# How do you find the center and radius of the following circle x^2 + 6x +y^2 -2y +6=0?

Jun 23, 2016

Complete the square twice to find that the center is $\left(- 3 , 1\right)$ and the radius is $2$.

#### Explanation:

The standard equation for a circle is:
${\left(x - h\right)}^{2} + {\left(y - k\right)}^{2} = {r}^{2}$
Where $\left(h , k\right)$ is the center and $r$ is the radius.
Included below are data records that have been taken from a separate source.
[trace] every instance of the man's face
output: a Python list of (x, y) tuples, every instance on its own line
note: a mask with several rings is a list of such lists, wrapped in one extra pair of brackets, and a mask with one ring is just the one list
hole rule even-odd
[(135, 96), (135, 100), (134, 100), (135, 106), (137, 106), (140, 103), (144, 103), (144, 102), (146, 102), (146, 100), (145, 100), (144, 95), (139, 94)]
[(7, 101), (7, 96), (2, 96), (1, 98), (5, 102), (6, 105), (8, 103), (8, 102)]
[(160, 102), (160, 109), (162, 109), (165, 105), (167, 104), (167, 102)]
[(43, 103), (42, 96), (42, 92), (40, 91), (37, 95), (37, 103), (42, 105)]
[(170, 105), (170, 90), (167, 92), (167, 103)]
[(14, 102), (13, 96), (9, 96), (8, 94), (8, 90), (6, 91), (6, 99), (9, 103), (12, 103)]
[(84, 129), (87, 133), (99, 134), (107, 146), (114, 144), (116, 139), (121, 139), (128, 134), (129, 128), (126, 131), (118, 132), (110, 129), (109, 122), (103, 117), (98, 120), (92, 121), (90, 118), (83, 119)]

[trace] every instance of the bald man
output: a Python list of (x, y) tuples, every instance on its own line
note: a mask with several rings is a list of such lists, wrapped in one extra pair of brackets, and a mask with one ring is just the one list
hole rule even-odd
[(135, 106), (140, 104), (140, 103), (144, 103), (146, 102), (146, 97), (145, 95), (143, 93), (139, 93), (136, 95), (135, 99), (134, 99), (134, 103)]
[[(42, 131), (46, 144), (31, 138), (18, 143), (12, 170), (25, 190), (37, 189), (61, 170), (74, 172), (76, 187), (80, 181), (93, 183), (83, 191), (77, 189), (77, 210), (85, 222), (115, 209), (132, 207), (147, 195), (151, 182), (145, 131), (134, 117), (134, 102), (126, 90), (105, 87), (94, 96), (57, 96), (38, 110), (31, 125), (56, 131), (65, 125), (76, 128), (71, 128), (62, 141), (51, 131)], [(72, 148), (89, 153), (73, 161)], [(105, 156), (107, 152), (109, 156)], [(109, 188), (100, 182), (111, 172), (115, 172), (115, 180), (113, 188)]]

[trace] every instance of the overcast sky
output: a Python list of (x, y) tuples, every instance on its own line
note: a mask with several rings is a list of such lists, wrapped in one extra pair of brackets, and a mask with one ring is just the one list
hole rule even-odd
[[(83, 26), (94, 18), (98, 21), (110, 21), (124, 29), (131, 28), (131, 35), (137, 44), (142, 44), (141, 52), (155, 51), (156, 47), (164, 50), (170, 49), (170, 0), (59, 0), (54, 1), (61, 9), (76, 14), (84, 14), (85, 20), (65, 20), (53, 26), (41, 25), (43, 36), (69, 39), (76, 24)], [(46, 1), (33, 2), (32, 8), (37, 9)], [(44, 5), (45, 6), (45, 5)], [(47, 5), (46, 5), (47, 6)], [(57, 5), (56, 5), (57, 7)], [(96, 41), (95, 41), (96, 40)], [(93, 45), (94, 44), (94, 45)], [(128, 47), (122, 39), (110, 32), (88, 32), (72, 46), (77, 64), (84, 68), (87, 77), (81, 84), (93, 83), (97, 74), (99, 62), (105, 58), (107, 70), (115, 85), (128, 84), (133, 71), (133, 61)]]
We want to get ${x}^{2} + 6 x + {y}^{2} - 2 y + 6 = 0$ into that format so we can identity the center and radius. To do so, we need to complete the square on the $x$ and $y$ terms separately. Starting with $x$:
$\left({x}^{2} + 6 x\right) + {y}^{2} - 2 y + 6 = 0$
$\left({x}^{2} + 6 x + 9\right) + {y}^{2} - 2 y + 6 = 9$
${\left(x + 3\right)}^{2} + {y}^{2} - 2 y + 6 = 9$

Now we can go ahead and subtract $6$ from both sides:
${\left(x + 3\right)}^{2} + {y}^{2} - 2 y = 3$

We are left to complete the square on the $y$ terms:
${\left(x + 3\right)}^{2} + \left({y}^{2} - 2 y\right) = 3$
${\left(x + 3\right)}^{2} + \left({y}^{2} - 2 y + 1\right) = 3 + 1$
${\left(x + 3\right)}^{2} + {\left(y - 1\right)}^{2} = 4$

The equation of this circle is therefore ${\left(x + 3\right)}^{2} + {\left(y - 1\right)}^{2} = 4$. Note this can be rewritten as ${\left(x - \left(- 3\right)\right)}^{2} + {\left(y - \left(1\right)\right)}^{2} = 4$, so the center $\left(h , k\right)$ is $\left(- 3 , 1\right)$. The radius is found by taking the square root of the number on the right side of the equation (which, in this case, is $4$). Doing so yields a radius of $2$.